Eleştirilerin bilgiye dayanmadığına ve Türkiye'yi farklı bir yere götürdüğüne dikkat çekti.

Bahçeli, "Türkiye'de muhalefet yoktur diyenler ya bugünkü iktidarın alternatifsizliğini ortaya koymaya çalışanlardır ya da bugünkü iktidarı kollayanlardır" dedi ve ekledi, "Yerel seçimlerde MHP'nin bazı bölgelerde aday çıkarmayacağını söyleyenler de bu amaca hizmet etmektedir."

 * * *

Yerel seçim sonuçlarının, AK Parti'nin alternatifi olacak partiyi işaret edeceğine dikkat çekti Bahçeli.

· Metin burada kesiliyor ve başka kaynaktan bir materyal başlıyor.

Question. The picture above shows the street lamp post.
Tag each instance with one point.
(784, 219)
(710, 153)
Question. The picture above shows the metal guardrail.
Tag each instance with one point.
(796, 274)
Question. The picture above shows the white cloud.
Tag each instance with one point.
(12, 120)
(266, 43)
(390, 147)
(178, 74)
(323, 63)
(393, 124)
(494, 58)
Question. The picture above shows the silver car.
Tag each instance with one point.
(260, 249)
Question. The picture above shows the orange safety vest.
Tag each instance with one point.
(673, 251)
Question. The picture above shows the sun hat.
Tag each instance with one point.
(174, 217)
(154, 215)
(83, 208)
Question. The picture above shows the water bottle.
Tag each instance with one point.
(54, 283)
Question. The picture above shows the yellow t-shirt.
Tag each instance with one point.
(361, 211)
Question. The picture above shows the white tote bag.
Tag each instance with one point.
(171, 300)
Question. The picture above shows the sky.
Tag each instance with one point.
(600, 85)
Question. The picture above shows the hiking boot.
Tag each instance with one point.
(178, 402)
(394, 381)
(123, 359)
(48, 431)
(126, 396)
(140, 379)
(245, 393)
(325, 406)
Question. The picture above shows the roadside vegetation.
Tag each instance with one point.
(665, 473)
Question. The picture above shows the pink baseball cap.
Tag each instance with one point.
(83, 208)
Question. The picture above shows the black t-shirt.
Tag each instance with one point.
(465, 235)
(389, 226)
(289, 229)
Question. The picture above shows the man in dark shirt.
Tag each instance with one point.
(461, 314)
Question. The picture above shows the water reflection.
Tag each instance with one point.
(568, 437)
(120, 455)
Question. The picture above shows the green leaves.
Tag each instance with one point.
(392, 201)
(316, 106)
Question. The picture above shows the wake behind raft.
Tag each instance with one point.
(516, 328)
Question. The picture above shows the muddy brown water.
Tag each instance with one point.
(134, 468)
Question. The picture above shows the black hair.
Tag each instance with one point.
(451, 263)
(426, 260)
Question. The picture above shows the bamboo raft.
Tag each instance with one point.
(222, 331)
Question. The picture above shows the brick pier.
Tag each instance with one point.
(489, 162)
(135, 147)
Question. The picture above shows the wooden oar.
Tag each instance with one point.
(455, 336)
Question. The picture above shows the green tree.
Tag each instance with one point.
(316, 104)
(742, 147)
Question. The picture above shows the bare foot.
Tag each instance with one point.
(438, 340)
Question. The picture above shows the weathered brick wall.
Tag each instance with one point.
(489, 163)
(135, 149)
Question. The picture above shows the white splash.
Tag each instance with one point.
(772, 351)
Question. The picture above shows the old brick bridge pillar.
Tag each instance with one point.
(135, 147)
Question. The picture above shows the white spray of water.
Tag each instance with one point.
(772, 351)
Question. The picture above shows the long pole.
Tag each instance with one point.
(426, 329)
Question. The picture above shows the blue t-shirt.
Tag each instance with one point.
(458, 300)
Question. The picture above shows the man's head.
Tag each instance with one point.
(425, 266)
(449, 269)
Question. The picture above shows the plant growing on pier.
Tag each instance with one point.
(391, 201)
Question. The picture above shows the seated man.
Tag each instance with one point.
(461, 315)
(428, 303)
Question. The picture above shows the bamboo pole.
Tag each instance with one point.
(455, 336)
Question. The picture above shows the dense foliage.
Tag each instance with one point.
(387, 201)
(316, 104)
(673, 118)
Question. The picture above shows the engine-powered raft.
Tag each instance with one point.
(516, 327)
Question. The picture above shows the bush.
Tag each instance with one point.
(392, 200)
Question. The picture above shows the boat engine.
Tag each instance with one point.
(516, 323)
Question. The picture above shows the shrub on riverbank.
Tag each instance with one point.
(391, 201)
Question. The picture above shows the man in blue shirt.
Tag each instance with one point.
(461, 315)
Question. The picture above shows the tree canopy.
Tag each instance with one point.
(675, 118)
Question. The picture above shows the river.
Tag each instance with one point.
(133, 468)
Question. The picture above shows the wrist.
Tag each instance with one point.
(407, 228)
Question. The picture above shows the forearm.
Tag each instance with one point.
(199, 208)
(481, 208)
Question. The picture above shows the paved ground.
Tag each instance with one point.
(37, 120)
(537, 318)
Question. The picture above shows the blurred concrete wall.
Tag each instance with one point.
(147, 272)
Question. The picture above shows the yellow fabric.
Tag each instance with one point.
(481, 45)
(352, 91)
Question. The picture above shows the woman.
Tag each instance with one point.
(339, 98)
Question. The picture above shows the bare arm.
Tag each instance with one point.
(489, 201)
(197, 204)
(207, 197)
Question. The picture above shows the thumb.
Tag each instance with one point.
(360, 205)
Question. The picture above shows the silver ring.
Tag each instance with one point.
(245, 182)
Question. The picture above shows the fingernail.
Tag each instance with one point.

Bu seçimlerin, geleceğin siyasi iktidarını belirleyeceğine vurgu yaptı.

Bu nedenle bütün il, ilçe ve beldelerde aday çıkaracaklarını dile getirdi.

AK Parti'nin oy oranında yaşanacak olası düşüşün önemini ise Anavatan Partisi örneğiyle açıkladı: "ANAP'ın sonunu, seçimlerde gerçekleşen oy kaybı hazırladı. Oy kaybı halkın ANAP'a bakışını değiştirdi ve kurtulma isteğini artırdı. AKP oylarında azalma olursa bu önemli bir sürecin başladığını gösterir" dedi.

 * * *

MHP'ye yapılan eleştiriler ile CHP'nin çarşaf açılımı arasında da ilişki kurmaya çalıştı Bahçeli.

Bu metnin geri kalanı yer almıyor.